İsrail savaş bakanı Ehud Barak’ın tehditlerine bir hafta önce verdiği cevabı tekrarlayan Seyyid Nasrullah “bir süre önce söylediklerimi bir kez daha tekralıyor ve hatırlatıyorum. Ben Allah’a tevekkülden sonra da reeldeki durum ve hislerime dayanarak diyorum ki, bu 5 tümen Allah’ın izniyle dağlarda, vadilerde, köylerde, yollarda ve Lübnan’ın her bir köşesinde yerle bir edilecektir” diyerek İsrail ordusunu gelecekte büyük bir bozgunun beklediğini belirtti.
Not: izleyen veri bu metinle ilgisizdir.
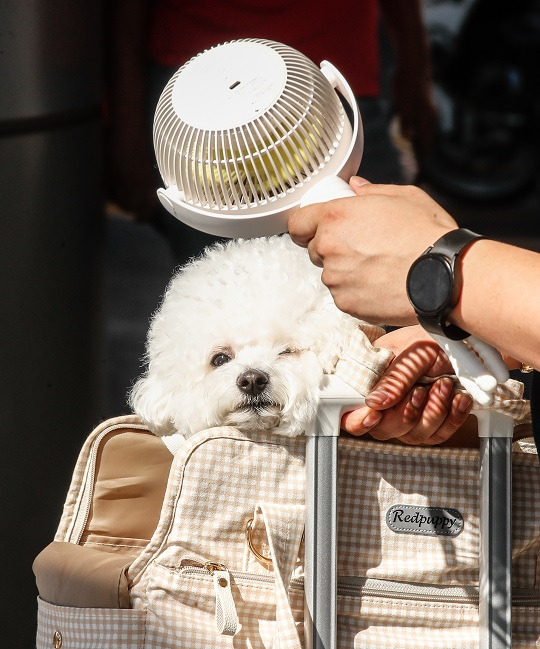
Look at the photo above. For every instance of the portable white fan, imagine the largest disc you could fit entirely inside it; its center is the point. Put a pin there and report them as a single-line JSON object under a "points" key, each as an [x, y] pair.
{"points": [[245, 129], [244, 133]]}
Yaptığı konuşmalara İsrail’in yazılı ve görsel basınında geniş yer verildiğini, tahlil edildiğini, ancak bir önceki konuşmasına ise çok kısa zaman ayırıldığını, İsrail'in tehditlerine karşı yanıt olarak verdiği vaadin İsrail halkından gizlendiğini belirten Seyyid Hasan Nasrullah “Bu cümleyi, askerlerinden, subaylarından ve askerlerin ailelerinden gizlediler. Onlar televizyonda gizleseler de bu alemde internet ve gazette gibi farklı iletişim vasıtaları vardır. Onlar gizlediler. Çünkü bu düşmanın halkı, direnişin sözünde durduğunu bilmektedir. Burada şahıslardan söz etmiyorum. Direnişin “doğru ahdi” (Vâdu's-Sadık) direnişin kendisidir. Vaadettiğini yerine getiren direniştir. Ben sadece direnişin azmini, iradesini, gayretini, sıdkını, ruhunu, cevherini ve gerçeğini ifade eden kişiydim. Ben, bu mücahidlerin resmi sözcüsünden başkası değildim” dedi.
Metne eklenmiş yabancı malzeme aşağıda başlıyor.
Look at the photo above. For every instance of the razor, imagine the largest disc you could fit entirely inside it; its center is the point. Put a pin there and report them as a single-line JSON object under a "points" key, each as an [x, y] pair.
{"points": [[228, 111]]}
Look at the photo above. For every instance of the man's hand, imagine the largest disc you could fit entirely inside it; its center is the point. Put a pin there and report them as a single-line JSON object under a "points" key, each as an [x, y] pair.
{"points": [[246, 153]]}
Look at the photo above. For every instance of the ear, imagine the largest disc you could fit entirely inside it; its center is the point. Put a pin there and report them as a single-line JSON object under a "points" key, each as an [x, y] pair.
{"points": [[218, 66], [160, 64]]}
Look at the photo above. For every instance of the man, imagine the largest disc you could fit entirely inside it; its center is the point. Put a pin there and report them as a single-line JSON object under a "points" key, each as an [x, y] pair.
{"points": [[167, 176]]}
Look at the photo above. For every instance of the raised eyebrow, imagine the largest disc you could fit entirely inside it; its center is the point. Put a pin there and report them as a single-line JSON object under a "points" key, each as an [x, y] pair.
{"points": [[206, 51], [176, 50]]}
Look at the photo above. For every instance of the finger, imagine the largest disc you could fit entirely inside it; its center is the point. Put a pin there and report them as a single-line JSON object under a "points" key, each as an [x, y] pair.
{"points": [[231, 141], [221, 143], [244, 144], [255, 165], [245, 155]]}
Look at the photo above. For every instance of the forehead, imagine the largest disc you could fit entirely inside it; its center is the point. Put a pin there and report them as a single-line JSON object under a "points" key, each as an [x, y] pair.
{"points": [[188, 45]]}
"Düşman, halkı ve ordusuyla bu direnişin verdiği sözü yerine getirdiğini çok iyi bilmektedir. Direniş ne zaman konuşsa, ne zaman tehdit etse, bu sözleri askerlerinden ve subaylarından gizlediler. Bana ve sizlere düşen bu sözleri, sadece psikolojik savaş kapsamında değil ülkemizi savunma çerçevesinde de onlara ulaştırmaktır. Bazen onların sana karşı saldırısını engellemekle sen savaşı kazanırsın. Bu şekil, savaşı kazanma şekillerinden bir tanesidir. Biz İsraillilere gece ve gündüz çalıştığımızı söylüyoruz” diyen Seyyid Hasan Nasrullah İsraillilerin paniğe düşmemesi için Hizbullah'ın açıklamalarının gizlendiğine dikkat çekti.

Seyyid Hasan Nasrullah Ramazan ayı içerisinde bir müjde daha vererek “Tüm dünyaya kendimizi savunacağımızı, düşmanımızı yeneceğimizi ve ordusunu yerle bir edeceğimizi söylüyoruz” dedi.